うまーく私と坂田さんに当てがわれたお題をスルーしたつもりだったがやはりそうきたか。なんてことはない風を装いながらしれっとお題について話す。

「一時間くっつくだけでした、ね」

やや間があってから、静かな二人の表情を盗み見た。神楽さんの顔が今までに見たことがないくらい険しいものに変わっていて、妙さんは笑みを浮かべているというのに顔のあちらこちらに青筋が浮かび上がっている。

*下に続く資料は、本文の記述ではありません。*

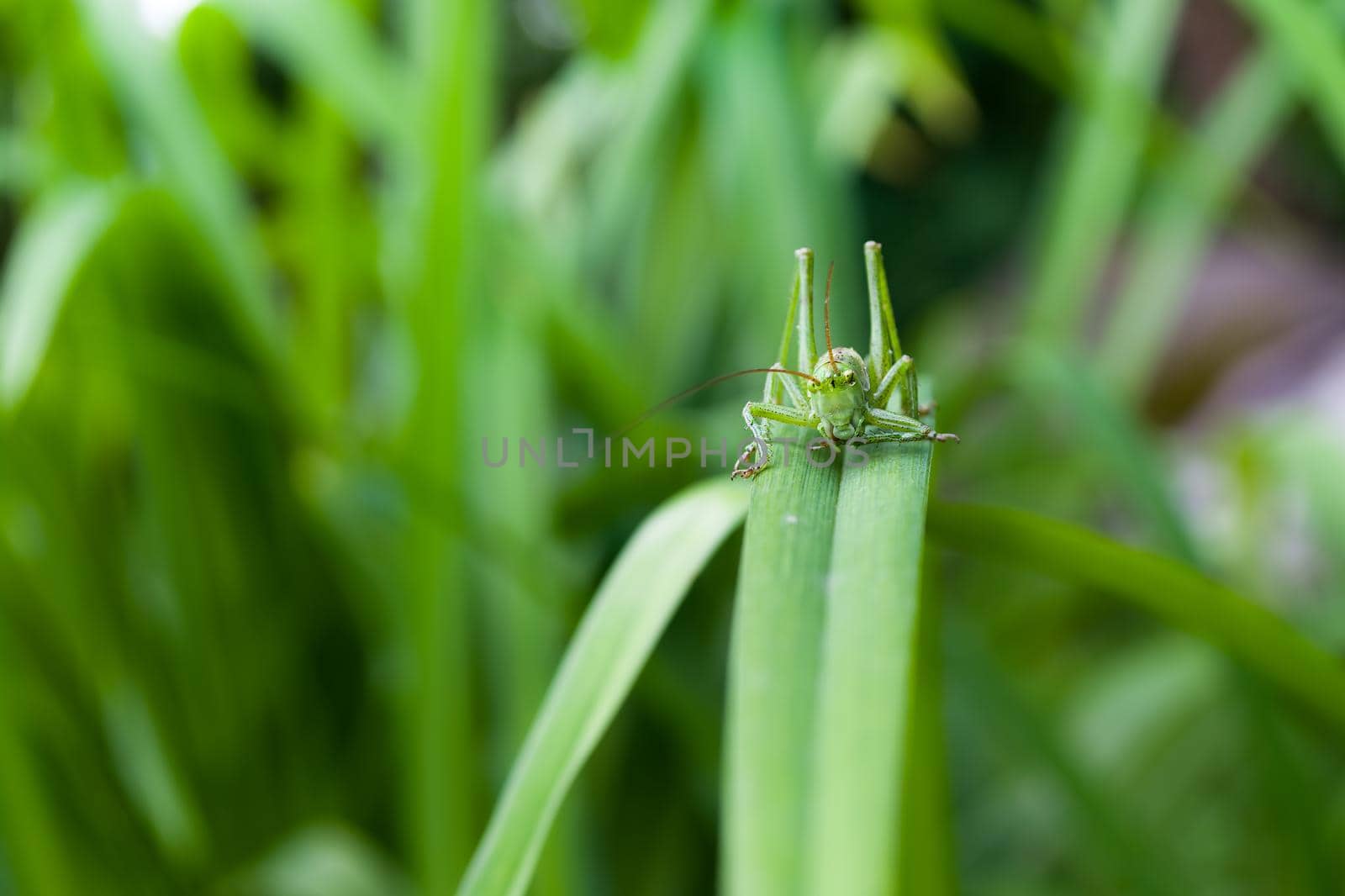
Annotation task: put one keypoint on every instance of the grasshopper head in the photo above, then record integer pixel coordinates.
(841, 393)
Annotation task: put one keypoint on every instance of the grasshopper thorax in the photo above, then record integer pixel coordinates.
(841, 393)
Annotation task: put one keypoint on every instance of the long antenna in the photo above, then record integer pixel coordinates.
(716, 381)
(826, 316)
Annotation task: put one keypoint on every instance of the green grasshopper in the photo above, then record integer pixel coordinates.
(837, 398)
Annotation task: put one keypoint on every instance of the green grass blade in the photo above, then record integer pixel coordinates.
(1062, 380)
(156, 98)
(336, 53)
(1174, 593)
(435, 249)
(1179, 221)
(868, 672)
(773, 662)
(47, 255)
(614, 640)
(1309, 37)
(1102, 161)
(927, 862)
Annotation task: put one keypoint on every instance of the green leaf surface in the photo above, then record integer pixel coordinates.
(336, 53)
(1102, 161)
(614, 640)
(1174, 593)
(47, 255)
(1309, 37)
(867, 672)
(1179, 219)
(158, 101)
(773, 662)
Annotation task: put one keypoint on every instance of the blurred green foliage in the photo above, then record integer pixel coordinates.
(275, 268)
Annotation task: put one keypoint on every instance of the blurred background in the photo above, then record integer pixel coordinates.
(273, 269)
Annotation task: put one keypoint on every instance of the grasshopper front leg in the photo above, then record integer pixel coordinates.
(901, 428)
(757, 414)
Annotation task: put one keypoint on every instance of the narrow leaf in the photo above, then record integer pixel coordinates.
(1102, 159)
(614, 640)
(1179, 219)
(867, 672)
(1309, 37)
(49, 250)
(336, 53)
(1174, 593)
(773, 662)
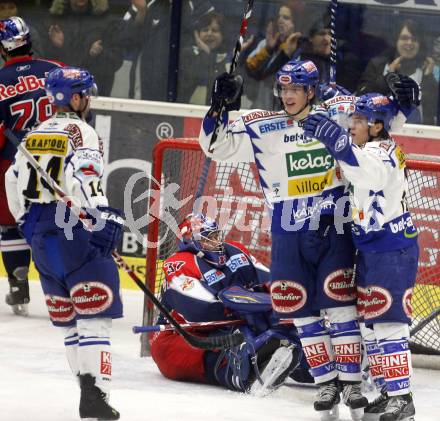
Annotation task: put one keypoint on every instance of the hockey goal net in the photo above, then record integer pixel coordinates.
(234, 196)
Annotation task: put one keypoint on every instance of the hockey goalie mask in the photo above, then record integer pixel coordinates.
(14, 33)
(201, 235)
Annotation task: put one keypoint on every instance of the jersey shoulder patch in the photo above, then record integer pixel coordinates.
(181, 263)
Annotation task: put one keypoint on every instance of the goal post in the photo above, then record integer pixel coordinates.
(234, 197)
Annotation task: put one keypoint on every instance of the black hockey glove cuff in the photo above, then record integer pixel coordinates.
(226, 93)
(406, 91)
(108, 227)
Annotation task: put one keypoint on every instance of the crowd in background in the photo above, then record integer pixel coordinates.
(126, 44)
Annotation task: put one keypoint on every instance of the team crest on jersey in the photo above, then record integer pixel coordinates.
(339, 285)
(237, 261)
(47, 143)
(406, 302)
(91, 297)
(213, 276)
(23, 68)
(187, 284)
(287, 296)
(75, 135)
(173, 267)
(377, 301)
(360, 305)
(60, 308)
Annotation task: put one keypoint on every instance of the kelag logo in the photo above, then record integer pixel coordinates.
(311, 162)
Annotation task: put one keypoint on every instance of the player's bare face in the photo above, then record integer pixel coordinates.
(211, 35)
(285, 22)
(294, 98)
(213, 242)
(359, 129)
(408, 45)
(8, 9)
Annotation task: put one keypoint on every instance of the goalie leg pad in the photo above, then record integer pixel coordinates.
(374, 356)
(317, 348)
(292, 282)
(346, 342)
(396, 356)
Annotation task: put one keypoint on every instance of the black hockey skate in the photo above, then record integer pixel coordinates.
(282, 362)
(353, 398)
(373, 410)
(93, 404)
(327, 400)
(18, 296)
(399, 408)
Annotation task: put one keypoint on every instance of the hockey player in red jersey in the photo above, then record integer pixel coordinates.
(23, 104)
(211, 280)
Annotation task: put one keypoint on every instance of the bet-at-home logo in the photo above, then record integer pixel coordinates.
(310, 162)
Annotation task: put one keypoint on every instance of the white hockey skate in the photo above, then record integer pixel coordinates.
(18, 297)
(283, 361)
(327, 401)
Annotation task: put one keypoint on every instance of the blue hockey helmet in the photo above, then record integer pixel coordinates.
(303, 73)
(14, 33)
(375, 107)
(201, 235)
(63, 82)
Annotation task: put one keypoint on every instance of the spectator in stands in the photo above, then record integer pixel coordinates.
(202, 62)
(83, 34)
(279, 46)
(149, 27)
(408, 57)
(315, 48)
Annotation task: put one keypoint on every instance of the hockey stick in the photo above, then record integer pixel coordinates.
(214, 342)
(243, 29)
(425, 322)
(334, 43)
(200, 325)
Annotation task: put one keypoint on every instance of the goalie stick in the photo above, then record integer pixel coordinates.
(243, 29)
(200, 325)
(334, 43)
(215, 342)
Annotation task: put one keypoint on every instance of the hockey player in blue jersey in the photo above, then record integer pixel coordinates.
(209, 279)
(23, 104)
(386, 238)
(312, 252)
(79, 278)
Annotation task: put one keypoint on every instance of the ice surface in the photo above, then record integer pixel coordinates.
(36, 383)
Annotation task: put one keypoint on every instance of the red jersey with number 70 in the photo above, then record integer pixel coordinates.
(23, 100)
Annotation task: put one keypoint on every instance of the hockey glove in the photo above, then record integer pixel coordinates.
(335, 138)
(226, 93)
(325, 91)
(108, 227)
(406, 90)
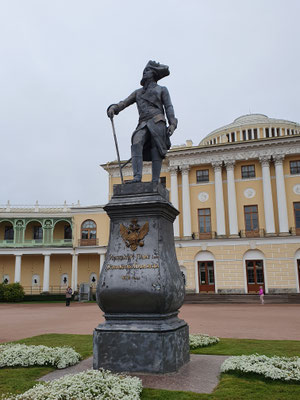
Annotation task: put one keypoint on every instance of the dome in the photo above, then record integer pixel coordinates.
(256, 123)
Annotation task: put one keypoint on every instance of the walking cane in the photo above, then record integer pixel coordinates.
(117, 147)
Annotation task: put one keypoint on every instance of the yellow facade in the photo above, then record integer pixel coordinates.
(228, 253)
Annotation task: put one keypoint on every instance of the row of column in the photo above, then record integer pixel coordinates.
(231, 193)
(46, 275)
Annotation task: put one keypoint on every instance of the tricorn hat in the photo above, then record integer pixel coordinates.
(160, 70)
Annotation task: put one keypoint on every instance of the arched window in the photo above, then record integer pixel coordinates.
(35, 280)
(64, 281)
(93, 279)
(88, 233)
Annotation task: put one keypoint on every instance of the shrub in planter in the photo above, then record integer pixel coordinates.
(11, 292)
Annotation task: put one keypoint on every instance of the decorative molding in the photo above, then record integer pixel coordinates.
(230, 164)
(185, 169)
(278, 159)
(203, 197)
(249, 193)
(296, 189)
(265, 160)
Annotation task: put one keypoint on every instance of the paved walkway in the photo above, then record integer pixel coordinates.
(271, 321)
(200, 375)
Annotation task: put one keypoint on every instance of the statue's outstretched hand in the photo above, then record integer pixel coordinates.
(111, 112)
(170, 130)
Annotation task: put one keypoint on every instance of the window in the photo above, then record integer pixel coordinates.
(297, 215)
(295, 167)
(67, 232)
(248, 171)
(202, 175)
(163, 181)
(88, 230)
(251, 218)
(8, 233)
(37, 233)
(204, 220)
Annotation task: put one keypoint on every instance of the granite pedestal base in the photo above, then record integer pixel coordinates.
(141, 343)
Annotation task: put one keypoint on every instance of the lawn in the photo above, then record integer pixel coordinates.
(231, 386)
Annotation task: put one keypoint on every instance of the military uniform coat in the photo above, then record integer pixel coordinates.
(153, 104)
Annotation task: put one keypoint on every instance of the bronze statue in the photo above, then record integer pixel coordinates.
(151, 138)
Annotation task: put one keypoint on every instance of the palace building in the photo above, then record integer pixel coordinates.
(238, 193)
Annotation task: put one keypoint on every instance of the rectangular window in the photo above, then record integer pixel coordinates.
(163, 181)
(67, 232)
(37, 233)
(248, 171)
(251, 218)
(295, 167)
(8, 233)
(202, 175)
(204, 220)
(297, 215)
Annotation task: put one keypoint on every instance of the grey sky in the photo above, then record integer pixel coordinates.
(64, 61)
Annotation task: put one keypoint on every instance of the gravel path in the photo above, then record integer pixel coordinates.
(271, 321)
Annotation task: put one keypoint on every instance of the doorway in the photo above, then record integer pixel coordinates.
(255, 275)
(206, 276)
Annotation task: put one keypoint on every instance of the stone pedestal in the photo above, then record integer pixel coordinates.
(141, 287)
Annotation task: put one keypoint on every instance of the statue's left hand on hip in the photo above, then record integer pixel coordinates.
(170, 130)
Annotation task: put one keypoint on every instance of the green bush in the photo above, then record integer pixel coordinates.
(11, 292)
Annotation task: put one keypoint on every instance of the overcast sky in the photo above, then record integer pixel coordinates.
(63, 62)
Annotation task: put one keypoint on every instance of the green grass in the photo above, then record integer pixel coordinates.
(83, 344)
(18, 380)
(231, 386)
(237, 347)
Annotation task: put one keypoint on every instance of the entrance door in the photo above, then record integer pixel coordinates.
(298, 262)
(206, 276)
(255, 275)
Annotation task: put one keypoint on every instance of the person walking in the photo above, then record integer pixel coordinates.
(261, 295)
(68, 295)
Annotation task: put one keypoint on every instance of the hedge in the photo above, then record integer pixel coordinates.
(11, 292)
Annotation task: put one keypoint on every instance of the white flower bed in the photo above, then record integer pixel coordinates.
(12, 355)
(96, 385)
(282, 368)
(202, 340)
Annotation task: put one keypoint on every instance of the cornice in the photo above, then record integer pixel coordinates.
(226, 153)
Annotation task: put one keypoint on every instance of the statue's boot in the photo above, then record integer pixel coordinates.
(137, 162)
(156, 164)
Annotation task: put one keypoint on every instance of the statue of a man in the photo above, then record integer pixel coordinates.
(151, 138)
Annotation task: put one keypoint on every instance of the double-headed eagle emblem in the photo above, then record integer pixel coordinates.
(133, 235)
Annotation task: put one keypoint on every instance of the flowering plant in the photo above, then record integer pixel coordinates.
(281, 368)
(12, 355)
(96, 385)
(202, 340)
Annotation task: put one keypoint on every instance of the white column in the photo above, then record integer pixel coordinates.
(268, 200)
(186, 204)
(219, 199)
(74, 271)
(18, 260)
(102, 259)
(46, 278)
(174, 197)
(281, 195)
(232, 211)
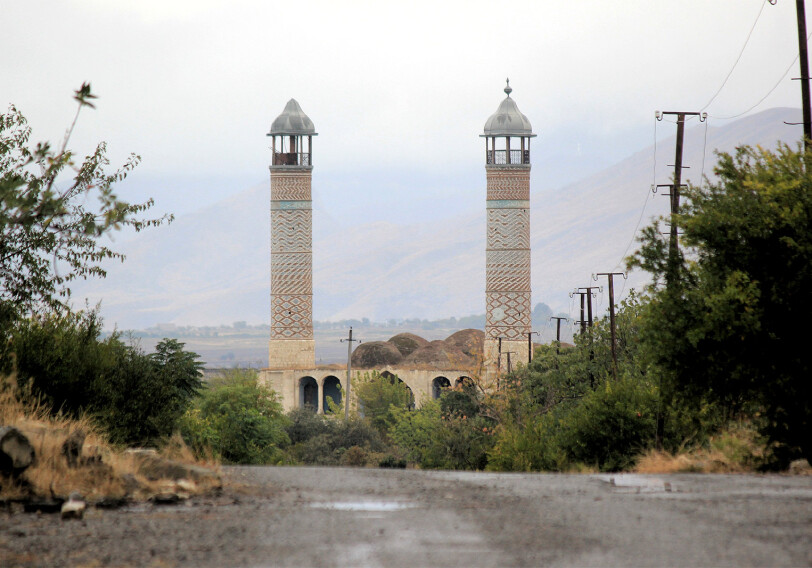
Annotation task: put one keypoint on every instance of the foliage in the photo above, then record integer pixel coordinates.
(49, 231)
(441, 434)
(378, 394)
(331, 440)
(138, 398)
(238, 419)
(726, 327)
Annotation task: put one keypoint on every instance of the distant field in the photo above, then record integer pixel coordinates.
(228, 347)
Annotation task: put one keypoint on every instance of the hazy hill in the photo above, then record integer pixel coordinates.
(212, 266)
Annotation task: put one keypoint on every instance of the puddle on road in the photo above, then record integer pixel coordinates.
(365, 506)
(632, 483)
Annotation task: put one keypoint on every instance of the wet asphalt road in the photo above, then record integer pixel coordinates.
(365, 517)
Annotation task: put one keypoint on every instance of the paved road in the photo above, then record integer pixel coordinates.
(363, 517)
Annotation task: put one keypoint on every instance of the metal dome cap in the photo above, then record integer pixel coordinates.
(508, 120)
(292, 122)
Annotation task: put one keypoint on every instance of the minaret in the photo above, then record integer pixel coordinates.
(291, 345)
(507, 278)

「だだだ大丈夫だったアルか!?銀ちゃんに何もされてないネ!?」
「良いんですよファーストさん。ここには女しかいません。もし卑猥なことされたならなんでもおっしゃってくださいな。私が野郎をブチのめしてきますから。なんなら股間の袋をブチのめしてさしあげますよ」
「いや、あのー…」

土間側から引き戸が開かれる音が聞こえた気がして顔を上げると、誰かがドタドタと足音を立ててこちらに近づいてくるのがわかった。もしかして、なんて思っていると、襖の向こうから顔を出してきたのはやっぱりあの人だった。

「おーい、ファースト。神楽ぐげふ」

まぁ、なんとも間の悪いお人である。神楽さんと妙さんの膝蹴りを食らった坂田さんは見事にひっくり返った。うーん、面白いくらいに一気に騒がしくなったもんだ。
「てめっ、一旦表へ出ろォ!」と鬼の形相の妙さんは見なかったフリしようとすると、服の裾をクイ、と摘まれた。あ、お客さん。

「修理屋のファーストさんとやらは、ここで合ってるかね?万事屋さんに案内されてここへ来たんだが」
「あぁ、そうですよ。こんな所までありがとうございます」
「早速修理をお願いしたいのだけれど、頼めるかな」
「どんな修理案件でしょう?」

坂田さんのことは一旦忘れることにした。